Pria itu menganggukkan kepalanya dan menatap Rafi seraya berkata, “Mas, meskipun emosi, tapi nanti tolong dijaga supaya nggak baku hantam dengan papanya. Cekcok mulut boleh lah karena kan kesal terhadap ulah papanya. Cuma kalau saling pukul sebaiknya dihindari, supaya nggak mengundang perhatian orang. Saya akan mendampingi Mas supaya keadaan bisa kondusif nanti, yang penting kan bisa mendapatkan bukti kalau papanya selingkuh.”

Rafi tersenyum dan menganggukkan kepalanya. “Iya, terima kasih atas sarannya, Pak.

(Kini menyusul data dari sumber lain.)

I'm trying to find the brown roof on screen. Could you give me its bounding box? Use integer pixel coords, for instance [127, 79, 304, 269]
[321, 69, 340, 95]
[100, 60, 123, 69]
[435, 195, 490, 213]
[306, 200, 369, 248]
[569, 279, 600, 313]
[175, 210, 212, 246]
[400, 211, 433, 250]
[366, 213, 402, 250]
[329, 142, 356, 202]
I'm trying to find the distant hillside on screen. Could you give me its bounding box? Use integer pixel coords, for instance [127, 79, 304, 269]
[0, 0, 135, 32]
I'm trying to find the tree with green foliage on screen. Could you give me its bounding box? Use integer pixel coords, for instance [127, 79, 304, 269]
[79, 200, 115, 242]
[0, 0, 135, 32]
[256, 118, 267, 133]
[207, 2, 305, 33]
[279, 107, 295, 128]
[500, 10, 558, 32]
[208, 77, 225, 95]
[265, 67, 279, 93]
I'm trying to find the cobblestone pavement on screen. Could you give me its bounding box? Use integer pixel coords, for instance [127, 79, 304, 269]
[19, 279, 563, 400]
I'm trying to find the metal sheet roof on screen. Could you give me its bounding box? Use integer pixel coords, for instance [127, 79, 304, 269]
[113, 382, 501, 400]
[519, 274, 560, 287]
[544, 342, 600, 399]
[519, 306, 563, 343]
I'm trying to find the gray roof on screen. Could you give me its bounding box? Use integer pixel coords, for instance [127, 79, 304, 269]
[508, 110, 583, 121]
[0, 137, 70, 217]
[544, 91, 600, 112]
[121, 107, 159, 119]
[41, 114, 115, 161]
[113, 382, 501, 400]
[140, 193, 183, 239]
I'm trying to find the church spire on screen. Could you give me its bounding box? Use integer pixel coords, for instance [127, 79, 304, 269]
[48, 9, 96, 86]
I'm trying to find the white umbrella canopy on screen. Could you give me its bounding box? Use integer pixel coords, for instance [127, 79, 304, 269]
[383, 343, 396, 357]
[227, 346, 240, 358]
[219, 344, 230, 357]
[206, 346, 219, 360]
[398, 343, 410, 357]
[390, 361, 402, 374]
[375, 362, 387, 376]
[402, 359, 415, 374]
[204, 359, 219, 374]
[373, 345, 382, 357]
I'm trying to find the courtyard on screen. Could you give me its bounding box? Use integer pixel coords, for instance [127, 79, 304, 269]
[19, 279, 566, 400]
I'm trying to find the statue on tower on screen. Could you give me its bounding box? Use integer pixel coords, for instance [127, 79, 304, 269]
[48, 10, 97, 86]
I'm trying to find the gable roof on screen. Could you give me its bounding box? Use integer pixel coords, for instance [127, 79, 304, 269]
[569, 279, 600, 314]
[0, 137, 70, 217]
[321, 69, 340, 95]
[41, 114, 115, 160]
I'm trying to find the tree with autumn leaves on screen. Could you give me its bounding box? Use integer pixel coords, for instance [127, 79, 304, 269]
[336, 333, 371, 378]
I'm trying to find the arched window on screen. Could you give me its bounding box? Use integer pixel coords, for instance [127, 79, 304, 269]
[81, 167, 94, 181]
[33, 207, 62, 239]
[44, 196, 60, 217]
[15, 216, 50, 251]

Saya juga sebisa mungkin akan mengendalikan emosi saya nanti. Saya juga nggak mau ribut-ribut di sini. Saya nggak mau kalau Mama saya tahu tentang perbuatan papa saya. Jadi sebisa mungkin, saya akan menyelesaikan masalah ini dengan papa nanti.”

“Baiklah, sekarang kita naik, yuk!” ajak sekuriti itu.

“Iya, mari,” sahut Rafi. Dia lalu mengalihkan tatapannya pada Anita. “Tante sebaiknya nggak usah ikut. Tante ke ballroom saja. Om pasti cari Tante karena terlalu lama meninggalkan ballroom.”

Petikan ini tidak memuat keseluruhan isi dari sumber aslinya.